I nodded absently as the others spoke up. At the very least, the server wouldn’t have reason to complain about us taking up so many seats—seeing as how I’d be ordering five meals. Part of me wished I could have them give the meals to others after I was done imagining my aspects cleaning their plates.
I turned my attention to the menu, and found I wasn’t that hungry. I ordered an omelet anyway, talking to the waitress as the kid dug in his pocket, obviously determined not to let me pay for him. He came out with a few wadded-up bills and ordered a breakfast burrito.
I kept waiting for a beep from my phone, telling me that Wilson had followed my instructions. Nothing came, and I felt myself growing increasingly anxious; I wiped the sweat from my temples with my napkin. My aspects tried to relax me, Tobias chatting about the origin of the pancake as a food, Ivy engaging him and acting very interested.
“What’s that?” I asked, nodding at Dion, who was staring at a little slip of paper he’d found among the wadded-up bills.
He blushed immediately, moving to tuck it away.
I snatched his hand, moving with reflexes I didn’t know I had. Beside me, J.C. nodded appreciatively.
“It’s nothing,” Dion snapped, opening his hand. “Fine. Take it. Idiot.”
I suddenly felt foolish. Panos’s data key wouldn’t be a slip of paper; it would have to be on a flash drive or some other electronic storage medium. I pulled my hand back, reading the piece of paper. 1 Esd 4:41, it read.
“Mom slips them into my pockets when she’s folding laundry,” Dion explained. “Reminders to give up my heathen ways.”
I showed it to the others, frowning. “I don’t recognize that scripture.”
“First Esdras,” Ivy said. “From the Orthodox Bible—it’s a book of Apocrypha that most other sects don’t use. I don’t know that particular verse offhand.”
I looked it up on my phone. “Great is truth,” I read, “and strongest of all.”
Dion shrugged. “I suppose I can agree with that. Even if Mom won’t accept what the truth really is . . .”

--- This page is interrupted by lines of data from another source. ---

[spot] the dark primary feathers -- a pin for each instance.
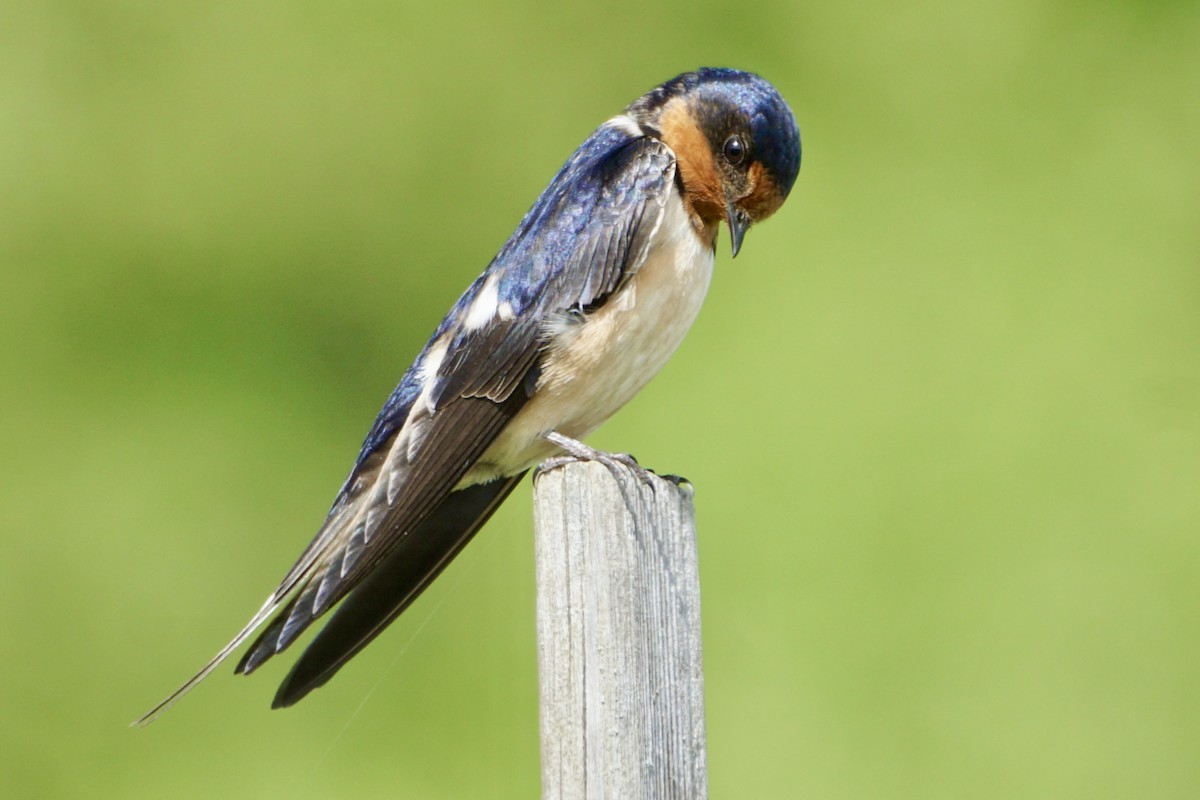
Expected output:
(421, 486)
(586, 233)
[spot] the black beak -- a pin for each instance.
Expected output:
(739, 222)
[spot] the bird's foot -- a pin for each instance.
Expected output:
(618, 464)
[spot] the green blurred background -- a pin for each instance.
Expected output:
(941, 413)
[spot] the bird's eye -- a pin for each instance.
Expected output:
(735, 151)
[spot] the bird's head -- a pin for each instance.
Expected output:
(736, 143)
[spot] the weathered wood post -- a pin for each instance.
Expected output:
(618, 636)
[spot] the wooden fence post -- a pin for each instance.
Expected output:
(618, 637)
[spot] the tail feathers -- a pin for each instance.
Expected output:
(389, 589)
(268, 608)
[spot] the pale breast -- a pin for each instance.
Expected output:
(597, 365)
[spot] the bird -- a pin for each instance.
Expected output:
(580, 308)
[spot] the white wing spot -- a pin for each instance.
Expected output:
(484, 307)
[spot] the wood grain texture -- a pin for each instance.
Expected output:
(618, 637)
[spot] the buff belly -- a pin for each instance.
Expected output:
(593, 367)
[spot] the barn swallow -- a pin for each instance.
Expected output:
(580, 308)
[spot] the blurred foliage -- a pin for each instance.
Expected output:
(941, 413)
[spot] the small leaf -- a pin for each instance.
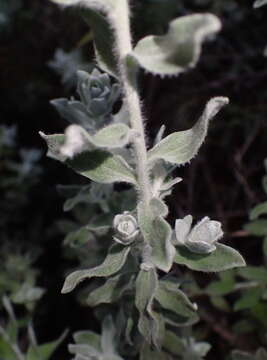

I tapped my finger on the table. I felt as if I was close to something. An answer? Or maybe just the right questions to be asking? “Your brother had a data key,” I said, “which would unlock the information stored in his body. Would he have given it to your mother, do you think?”
Ivy watched Dion carefully to see if he reacted to mention of the key. He didn’t have any reaction I could see, and Ivy shook her head. If he was surprised we knew about the key, he was hiding it very well.
“A data key?” Dion asked. “Like what?”
“A thumb drive or something similar.”
“I doubt he’d give anything like that to Mom,” Dion said as our food arrived. “She hates technology and everything to do with it, particularly if she thinks it came from I3. If he’d handed her something like that, she’d have just destroyed it.”
“She gave me quite the cold reception.”
“Well, what did you expect? You’re employed by the company that turned her son away from God.” Dion shook his head. “Mom’s a good person—solid, salt-of-the-earth, Old World stock. But she doesn’t trust technology. To her, work is something you do with your hands. Not this idle staring at computer screens.” He looked away. “I think Panos did what he did to prove something to her, you know?”
“Turning people into mass storage devices?” I asked.
Dion blushed. “That’s just the setup, the work he had to do in order to do the work he wanted.”
“Which was?”
“I . . .”
“Yeah,” Ivy said. “He knows something here. Man, this kid is not good at lying. Take a dominant position, Steve. Push him.”
“Might as well tell me,” I said. “Someone needs to know, Dion. You don’t know that you can trust me, but you have to tell someone. What was your brother trying to do?”
“Disease,” Dion said, looking at his burrito. “He wanted to cure it.”
“Which one?”
“All of it.”
“Lofty goal.”
“Yeah, Panos admitted as much to me. The actual curing wasn’t his job; he saw the delivery method as his part.”